To confirm a diagnosis of myelofibrosis, you may have imaging studies of your bones, spleen and liver, and examination of a sample of your bone marrow.
- Physical exam. Your doctor will perform a thorough physical exam. This includes a check of such vital signs as pulse and blood pressure, as well as checks of your lymph nodes, spleen and abdomen.
- Blood tests. In myelofibrosis, a complete blood count typically shows abnormally low levels of red blood cells, a sign of anemia common in people with myelofibrosis. White blood cell and platelet counts are usually abnormal, too. Often, white blood cell levels are higher than normal, although in some people they may be normal or even lower than normal. Platelet counts may be higher or lower than normal.
- Imaging tests. Imaging tests, such as ultrasound, may be used to determine the size of your spleen and others, such as magnetic resonance imaging (MRI), can identify changes in your bones that indicate myelofibrosis.

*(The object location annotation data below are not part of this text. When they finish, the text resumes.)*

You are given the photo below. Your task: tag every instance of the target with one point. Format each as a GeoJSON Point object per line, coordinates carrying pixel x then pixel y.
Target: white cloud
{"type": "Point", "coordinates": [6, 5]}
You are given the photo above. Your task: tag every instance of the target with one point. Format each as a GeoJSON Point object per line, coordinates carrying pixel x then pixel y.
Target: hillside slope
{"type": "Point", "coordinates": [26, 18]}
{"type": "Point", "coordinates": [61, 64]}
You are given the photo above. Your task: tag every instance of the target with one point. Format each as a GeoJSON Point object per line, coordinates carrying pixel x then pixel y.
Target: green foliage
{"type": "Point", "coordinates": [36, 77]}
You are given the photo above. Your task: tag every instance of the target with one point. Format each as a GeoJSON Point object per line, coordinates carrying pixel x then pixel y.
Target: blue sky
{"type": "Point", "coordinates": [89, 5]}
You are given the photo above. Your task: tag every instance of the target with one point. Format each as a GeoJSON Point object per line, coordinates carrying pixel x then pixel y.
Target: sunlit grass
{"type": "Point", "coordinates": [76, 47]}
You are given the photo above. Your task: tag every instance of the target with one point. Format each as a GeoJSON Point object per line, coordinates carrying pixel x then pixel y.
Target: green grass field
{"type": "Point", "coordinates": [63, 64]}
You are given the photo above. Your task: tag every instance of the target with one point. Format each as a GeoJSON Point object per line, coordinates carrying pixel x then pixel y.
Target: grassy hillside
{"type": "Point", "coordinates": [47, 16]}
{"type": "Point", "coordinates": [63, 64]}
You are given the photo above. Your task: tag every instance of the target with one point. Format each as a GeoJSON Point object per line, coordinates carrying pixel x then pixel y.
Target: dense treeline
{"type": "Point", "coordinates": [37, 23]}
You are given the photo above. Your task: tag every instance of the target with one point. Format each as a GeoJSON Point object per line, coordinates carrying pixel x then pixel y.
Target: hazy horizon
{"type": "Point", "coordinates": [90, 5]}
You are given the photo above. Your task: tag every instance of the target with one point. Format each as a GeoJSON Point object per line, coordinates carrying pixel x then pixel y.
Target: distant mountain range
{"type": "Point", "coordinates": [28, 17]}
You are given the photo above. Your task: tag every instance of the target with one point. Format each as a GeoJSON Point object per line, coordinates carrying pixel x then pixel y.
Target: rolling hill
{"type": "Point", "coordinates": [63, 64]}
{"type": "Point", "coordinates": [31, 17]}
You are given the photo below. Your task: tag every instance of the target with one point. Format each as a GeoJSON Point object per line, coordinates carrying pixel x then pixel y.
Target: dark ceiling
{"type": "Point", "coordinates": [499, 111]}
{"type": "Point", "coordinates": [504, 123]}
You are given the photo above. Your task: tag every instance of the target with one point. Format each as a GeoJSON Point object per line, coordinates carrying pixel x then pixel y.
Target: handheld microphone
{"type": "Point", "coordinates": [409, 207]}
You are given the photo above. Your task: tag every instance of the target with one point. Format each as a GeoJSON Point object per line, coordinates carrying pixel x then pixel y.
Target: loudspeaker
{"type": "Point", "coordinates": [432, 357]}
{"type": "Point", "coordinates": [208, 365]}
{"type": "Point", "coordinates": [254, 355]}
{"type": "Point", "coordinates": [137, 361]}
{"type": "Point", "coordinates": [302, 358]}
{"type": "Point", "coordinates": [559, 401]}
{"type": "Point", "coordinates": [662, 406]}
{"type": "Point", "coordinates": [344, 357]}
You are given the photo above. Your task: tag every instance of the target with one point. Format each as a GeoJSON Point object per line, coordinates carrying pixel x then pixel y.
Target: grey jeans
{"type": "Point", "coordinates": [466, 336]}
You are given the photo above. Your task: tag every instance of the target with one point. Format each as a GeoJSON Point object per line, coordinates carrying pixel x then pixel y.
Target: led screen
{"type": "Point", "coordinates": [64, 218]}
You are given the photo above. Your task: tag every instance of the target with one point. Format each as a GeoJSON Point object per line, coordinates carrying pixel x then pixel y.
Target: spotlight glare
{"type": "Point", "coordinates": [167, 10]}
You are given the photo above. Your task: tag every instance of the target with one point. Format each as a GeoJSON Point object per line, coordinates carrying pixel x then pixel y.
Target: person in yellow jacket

- Bone marrow examination. Bone marrow biopsy and aspiration can confirm a diagnosis of myelofibrosis. In a bone marrow biopsy, a needle is used to draw a sample of hardened bone marrow from your hipbone. During the same procedure, another type of needle may be used to withdraw a sample of the liquid portion of your bone marrow. The samples are studied in a laboratory to determine the numbers and types of cells found. Studying genetic components of the bone marrow cells can reveal mutations in the cells that may help to rule out other kinds of bone marrow disorders.
- Gene tests. A sample of your blood or bone marrow may be analyzed in a laboratory to look for gene mutations in your blood cells that are associated with myelofibrosis.